La situazione in Turchia si è fatta più pesante, dopo la messa al bando del partito kurdo DTP (partito della società democratica) e l’arresto di 800 esponenti politici kurdi in tutto il 2009. Ankara ha aumentato la repressione nei confronti dei kurdi in un momento in cui il Pkk, il partito dei lavoratori del Kurdistan, continua a mantenere la tregua unilaterale dichiarata nel marzo del 2009.
Il nostro gruppo ritiene inaccettabile sia l’illegalizzazione del DTP che l’arresto di decine di attivisti per i diritti umani, sindaci, sindacalisti. Abbiamo subito protestato contro la decisione dell’Alta Corte turca e gli arresti. L’illegalizzazione del DTP delude le speranza che erano nate dopo gli annunci del governo turco di seguire una nuova via sulla questione kurda. Gli sviluppi recenti sono un passo indietro nel processo di democratizzazione e di sviluppo di un futuro comune per tutte le nazionalità e gruppi etnici che vivono in Turchia. Questa situazione apre anche la porta alle forze conservatrici dentro e fuori la Turchia, contrarie all’idea di buone relazioni tra Turchia e Ue e il processo di ammissione di Ankara. Solo il dialogo e il rispetto reciproco possono portare a una soluzione pacifica del conflitto, non il confronto, la repressione o la violenza, da qualunque parte essa sia perpetrata.
Il governo dell’AKP (partito della giustizia e lo sviluppo) ha presentato l’‘iniziativa democratica’, un pacchetto di misure per risolvere la questione kurda, ma rifiuta di parlare con i rappresentanti dei kurdi.
Naturalmente, più diritti per la popolazione kurda, pieni diritti di cittadinanza e la rimozione del divieto di parlare in kurdo, sono scelte che vanno nella direzione giusta. Ma questo deve essere esercitato nella pratica. Gli ultimi sviluppi, chiaramente, parlano la lingua opposta.

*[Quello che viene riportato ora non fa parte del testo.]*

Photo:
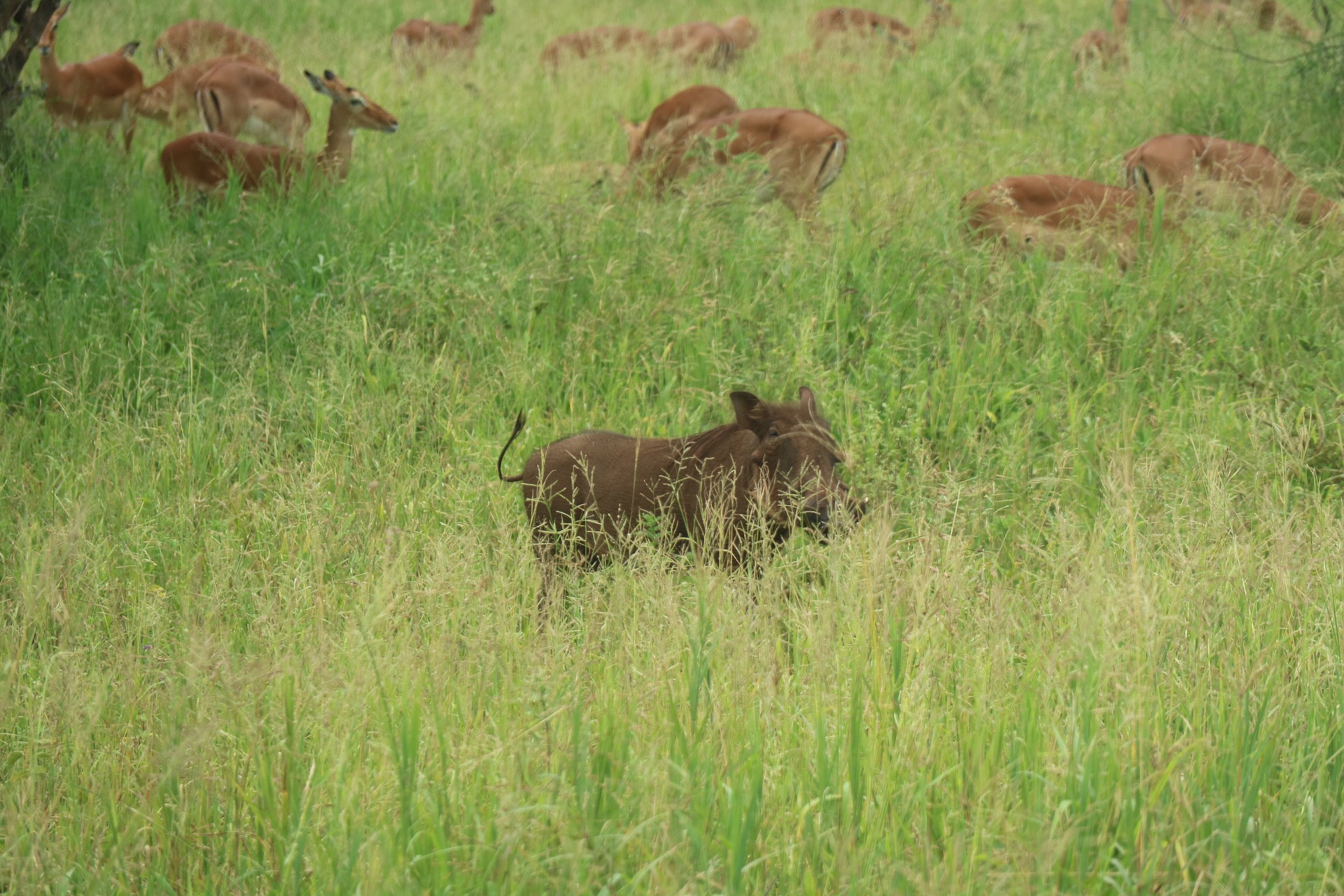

Il presidente del Pkk Abdullah Ocalan ha scritto una sua roadmap che non è stata rilasciata dalle autorità giudiziarie. Ocalan ha riaffermato in un articolo pubblicato sul manifesto il 9 gennaio scorso il suo impegno alla ricerca di una pace giusta e duratura. Ancora una volta la risposta turca è stata di chiusura. In altri conflitti si sono chiamati dei mediatori esterni, pensa sarebbe possible per la Turchia?
Sarebbe utile che la proposta di Ocalan venisse resa pubblica. Ci deve essere un dibattito onesto e trasparente nella società turca su come organizzare il vivere insieme in un modo pacifico. Mediatori esterni possono sostenere questi processi, anche se i problemi possono essere risolti alla fine dalla gente interessata.
In che modo l’Europa o il GUE potrebbero/dovrebbero agire per sostenere questo difficile processo di costruzione di fiducia?
Il GUE/NGL cerca di sostenere questo processo da tempo. Molti nostri parlamentari hanno visitato le regioni kurde regolarmente e sono in contatto costante con i gruppi democratici kurdi. Abbiamo mandato delgazioni anche ai processi recenti contro esponenti kurdi. Inoltre abbiamo organizzato conferenze sui rapporti tra Turchia, kurdi e Ue. Mercoledì si apre la prossima conferenza. Avrebbe dovuto partecipare anche il sindaco di Diyarbakir, Osman Baydemir, ma le autorità turche gli hanno proibito di lasciare il paese. Una decisione che non capiamo.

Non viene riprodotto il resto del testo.